そんなTENGの優れた点を松永助教は「自由度の高さ」だと話す。
「類似した発電機はあるのですが、使用できる材料が限られています。一方、TENGは空気、繊維、紙など様々な材料を使うことができ、材料の組み合わせも非常に多い。使いたい場所に応じた発電機が作れることも利点です」(松永助教)
ただ、ナノと付くように、取り出せる電力はほんのわずかだ。
「出力はマイクロワット程度で、スマホやPCを充電できるレベルではなく、IoTセンサーなどの電源として活用が期待されています。静電気によって発生した電圧自体をセンサーの信号に利用することも可能です。例えば、クルマのシートベルトに貼って居眠りなどのセンシングが挙げられます」
松永助教はこのTENG技術を使って、ウエアラブルデバイスへの活用を目指している。
「電源や回路、通信、センサー一体型の発電シートを皮膚に貼り、健康管理の一助となるシステムを開発中です。服自体を発電機にし、体の動きを無駄なくエネルギーに変える研究も始めています」
TENGに関心を寄せる企業は多いが、用途が広すぎて絞り込めないことが社会実装への課題。ダンロップと関西大学が共同で開発した「タイヤ内発電」実験など産学連携の動きから生まれるイノベーションに今後注目したい。

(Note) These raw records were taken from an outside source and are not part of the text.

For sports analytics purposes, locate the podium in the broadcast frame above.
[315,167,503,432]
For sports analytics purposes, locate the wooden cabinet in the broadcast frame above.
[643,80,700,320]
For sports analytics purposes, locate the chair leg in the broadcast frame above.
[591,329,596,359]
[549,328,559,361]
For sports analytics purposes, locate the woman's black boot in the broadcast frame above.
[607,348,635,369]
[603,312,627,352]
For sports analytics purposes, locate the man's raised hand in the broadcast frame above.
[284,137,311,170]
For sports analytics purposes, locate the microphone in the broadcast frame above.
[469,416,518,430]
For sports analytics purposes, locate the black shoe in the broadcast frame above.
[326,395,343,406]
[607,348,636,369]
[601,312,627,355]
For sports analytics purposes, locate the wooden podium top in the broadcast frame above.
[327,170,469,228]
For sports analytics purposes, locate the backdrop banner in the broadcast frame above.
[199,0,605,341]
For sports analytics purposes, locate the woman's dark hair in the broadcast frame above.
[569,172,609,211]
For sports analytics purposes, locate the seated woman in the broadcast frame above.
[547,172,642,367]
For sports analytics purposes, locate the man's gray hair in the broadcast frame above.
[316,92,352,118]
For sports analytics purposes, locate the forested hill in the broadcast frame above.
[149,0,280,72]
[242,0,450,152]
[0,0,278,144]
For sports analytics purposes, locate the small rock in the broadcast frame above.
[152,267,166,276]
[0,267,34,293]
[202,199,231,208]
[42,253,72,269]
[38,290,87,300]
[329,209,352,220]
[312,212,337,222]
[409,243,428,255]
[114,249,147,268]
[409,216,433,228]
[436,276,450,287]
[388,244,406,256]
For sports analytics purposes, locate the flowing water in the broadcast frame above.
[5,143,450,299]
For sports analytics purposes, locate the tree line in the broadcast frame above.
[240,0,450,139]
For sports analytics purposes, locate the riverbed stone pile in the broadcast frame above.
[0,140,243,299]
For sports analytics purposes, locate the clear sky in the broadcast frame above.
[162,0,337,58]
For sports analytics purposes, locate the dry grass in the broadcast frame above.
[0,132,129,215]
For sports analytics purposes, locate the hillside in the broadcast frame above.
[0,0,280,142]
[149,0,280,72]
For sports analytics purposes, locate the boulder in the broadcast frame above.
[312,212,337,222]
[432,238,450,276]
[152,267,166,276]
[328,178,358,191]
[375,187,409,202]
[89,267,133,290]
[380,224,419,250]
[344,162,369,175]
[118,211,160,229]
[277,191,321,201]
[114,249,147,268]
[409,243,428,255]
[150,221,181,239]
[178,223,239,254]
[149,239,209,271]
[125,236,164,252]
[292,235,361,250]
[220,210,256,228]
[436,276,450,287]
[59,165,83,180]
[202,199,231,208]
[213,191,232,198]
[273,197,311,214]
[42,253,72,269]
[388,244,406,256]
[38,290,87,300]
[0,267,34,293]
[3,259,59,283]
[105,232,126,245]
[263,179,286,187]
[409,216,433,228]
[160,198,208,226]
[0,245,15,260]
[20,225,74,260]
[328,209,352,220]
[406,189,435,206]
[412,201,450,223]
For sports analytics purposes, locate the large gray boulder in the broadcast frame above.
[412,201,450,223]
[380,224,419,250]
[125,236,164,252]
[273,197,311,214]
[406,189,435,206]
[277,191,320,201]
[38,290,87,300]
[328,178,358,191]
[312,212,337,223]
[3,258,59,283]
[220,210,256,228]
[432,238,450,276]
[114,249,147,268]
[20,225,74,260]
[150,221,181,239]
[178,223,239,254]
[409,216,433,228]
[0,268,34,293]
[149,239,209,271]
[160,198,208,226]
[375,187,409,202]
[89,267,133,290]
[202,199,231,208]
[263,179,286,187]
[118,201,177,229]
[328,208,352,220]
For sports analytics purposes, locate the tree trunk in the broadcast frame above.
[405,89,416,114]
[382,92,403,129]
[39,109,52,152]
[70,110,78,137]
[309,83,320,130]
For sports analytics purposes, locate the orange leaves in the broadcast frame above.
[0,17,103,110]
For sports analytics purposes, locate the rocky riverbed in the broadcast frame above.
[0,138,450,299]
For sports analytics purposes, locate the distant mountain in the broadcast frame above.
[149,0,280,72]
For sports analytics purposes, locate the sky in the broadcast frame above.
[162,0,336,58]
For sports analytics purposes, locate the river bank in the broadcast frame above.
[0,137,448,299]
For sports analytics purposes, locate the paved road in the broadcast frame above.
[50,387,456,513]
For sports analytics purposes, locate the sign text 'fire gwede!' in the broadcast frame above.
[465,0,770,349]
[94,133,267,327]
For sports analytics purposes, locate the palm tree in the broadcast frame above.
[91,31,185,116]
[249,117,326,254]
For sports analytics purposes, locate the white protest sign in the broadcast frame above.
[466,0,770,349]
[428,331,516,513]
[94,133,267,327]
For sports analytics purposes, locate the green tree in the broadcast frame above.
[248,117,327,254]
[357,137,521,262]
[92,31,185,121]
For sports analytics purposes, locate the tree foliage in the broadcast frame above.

TENGの研究は、米中が先行し、日本は遅れをとっている。社会実装例をいち早く実現できれば、その用途の広さから、身近な再生エネルギーとして生活に普及しそうだ。
日常生活でよく起こる「静電気」こそが、TENGの原理の基礎だ。静電気から電気を取り出すことで、小さな電子機器を動かしたり、電力を蓄えたりできる。
静電気が生まれる場所ならどこでも発電できる
雨粒発電
雨粒のエネルギーを電気に変換する技術。ソーラーアレイ発電機につなぎ雨の日も継続的に電力を供給できる。清華大学深圳国際大学院のZong Li教授らの研究チームが考案した。
出典:SPRING WISE「HARVESTING ENERGY FROM RAINDROPS」
タイヤ内発電
タイヤの回転によって安定的に電力を発生させる
ダンロップと関西大学・谷弘詞教授が共同開発した。タイヤの内側に発電デバイスを取り付け、タイヤの回転で電力を発生させる仕組みだ。
出典:住友ゴム工業
床材発電
床の上を歩くことによる接触・分離の動作で静電気を発生
スイス連邦工科大学チューリッヒ校を中心とする研究チームが発表した、人が木床を歩くと発電するTENG。ためた電力でLED電球の点灯が可能に。
出典:Cell Press 「When walked on, these wooden floors harvest enough energy to turn on a lightbulb」
※TENG:「Triboelectric nanogenerator」の略称。トライボ発電、摩擦発電とも呼ばれる。